Release of Deposit - Section 27
The deposit paid under a Contract of Sale of land is normally 10% of the purchase price. It can less or more if the buyer and seller agree, unless the sale relates to an “off the plan” purchase where the deposit cannot be more than 10% of the purchase price.
The deposit is normally held in the trust account of the Marketing Agent or the Seller’s Solicitor as stakeholder for both the seller and buyer until settlement. The deposit may be split or transferred in full from the Marketing Agent to the Seller’s Solicitor providing that the deposit continues to be held by either of the stakeholders.
Only a Solicitor has the authority to invest the deposit in an interest bearing account and consideration needs to be made as to whether the buyer or the seller is to receive benefit of the interest earned on the deposit.
A conveyancing company cannot hold a deposit as stakeholder.
Can the Deposit be released before settlement?
It is possible to have the deposit released to the seller before settlement. This may allow the seller to use the deposit to purchase another property.
A deposit may be released before settlement if:
- There is nothing in the contract which prohibits the release of the deposit before settlement; and
- The seller gives the buyer a form known as a Deposit Release Statement (Section 27 Statement) which provides information about all loans or caveats that affect the land (if any).
The deposit will be released either on the earlier of:
- The buyer signing the Section 27 Statement; or
- 28 days after the Section 27 Statement has been given to the buyer and they have raised no objection to the release of deposit.
When will the deposit not be released?
The deposit cannot be released before settlement if:
- The buyer objects to the release or
- The title to the land that is being sold has not yet been created.

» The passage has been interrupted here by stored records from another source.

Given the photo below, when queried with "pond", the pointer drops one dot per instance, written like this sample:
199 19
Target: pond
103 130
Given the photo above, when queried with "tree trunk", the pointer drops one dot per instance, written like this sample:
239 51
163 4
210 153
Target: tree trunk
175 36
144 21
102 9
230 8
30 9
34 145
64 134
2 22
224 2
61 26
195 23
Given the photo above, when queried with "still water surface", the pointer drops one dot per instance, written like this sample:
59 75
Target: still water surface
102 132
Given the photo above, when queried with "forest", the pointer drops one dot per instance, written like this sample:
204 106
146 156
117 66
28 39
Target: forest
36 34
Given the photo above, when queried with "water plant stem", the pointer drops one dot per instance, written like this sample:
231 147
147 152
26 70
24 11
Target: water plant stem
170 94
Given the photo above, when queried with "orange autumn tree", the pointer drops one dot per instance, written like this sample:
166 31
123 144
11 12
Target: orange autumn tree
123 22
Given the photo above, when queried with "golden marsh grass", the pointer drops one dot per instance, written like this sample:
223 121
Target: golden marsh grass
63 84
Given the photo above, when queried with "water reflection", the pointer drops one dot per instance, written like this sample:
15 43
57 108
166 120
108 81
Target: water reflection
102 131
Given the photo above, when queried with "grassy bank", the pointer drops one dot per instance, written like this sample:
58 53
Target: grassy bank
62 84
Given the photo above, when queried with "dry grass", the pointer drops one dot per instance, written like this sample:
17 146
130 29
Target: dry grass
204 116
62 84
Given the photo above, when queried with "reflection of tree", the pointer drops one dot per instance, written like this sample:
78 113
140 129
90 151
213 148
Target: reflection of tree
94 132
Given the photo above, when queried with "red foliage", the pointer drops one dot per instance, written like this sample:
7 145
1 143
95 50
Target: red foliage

This is common with an “off the plan” purchase where the title is created close to settlement through registration of the plan of subdivision for the land being purchased, or
- The buyer, instead of paying a deposit has provided the seller with a deposit bond, this is a guarantee by an insurer that they will pay the deposit on settlement or on rescission of the contract if the buyer fails to do so.
What factors will the Buyer take into account before agreeing to the release of the deposit?
Technically, the buyer can object to the early release of the deposit. They are within their rights to object to the early release of the deposit until they are satisfied that all conditions of the contract have been met. All contracts have conditions including conditions whether the seller can only meet on settlement such as providing the buyer with vacant possession of the property.
Generally the buyer will consent to the release of the deposit after:
- The seller proves that the money that they owe under any loan secured against the property is not more than the balance to be paid by the vendor at settlement
- The seller provides the buyer with written proof from their lender that the details contained in the Section 27 statement are correct and the loan will be paid out at settlement in full
- The buyer is satisfied that good title to the property will be given at settlement, this includes requisitions being properly answered by the seller to the satisfaction of the buyer
- All conditions to the contract have been met, this may include a condition for obtaining finance, or an occupancy permit being issued for a newly built house
- The buyer is satisfied that they will be guaranteed possession.
Do I get the deposit in full after it is released?
After the buyer authorises the release of the deposit, the Marketing Agent will deduct from the deposit all the money owing to them for their costs and commission and will release the balance to the seller.
What happens to the deposit if the parties are in dispute and they fail to settle?
If either the buyer or the seller fail to settle it is expected that they will forfeit the deposit in favour of the party that is not at fault.
If the buyer defaults under the contract of sale and has failed to pay for the deposit in full then the seller is entitled to keep any part of the deposit that has been paid by the buyer and sue the buyer for the balance of the unpaid deposit or the balance of 10% of the total contract price, whichever is the greater.
This right is in addition to any claims for damages that the seller may have against the buyer if the property is resold by the seller to another party at a loss.
Where there is a dispute as to who is at fault the Agent will need to transfer the entire deposit to the Seller’s Solicitor who will hold the deposit moneys until the dispute is resolved by agreement or a Court Failing this, the buyer is entitled to request that the deposit be paid into court until the dispute is resolved.
The brief information in this brochure is intended to be educational and used as a guide. McNeill Real Estate makes no representation to the accuracy and advises that you should seek professional advice about the current laws. McNeill Real Estate and our associates disclaim any liability to anyone who relies on this information.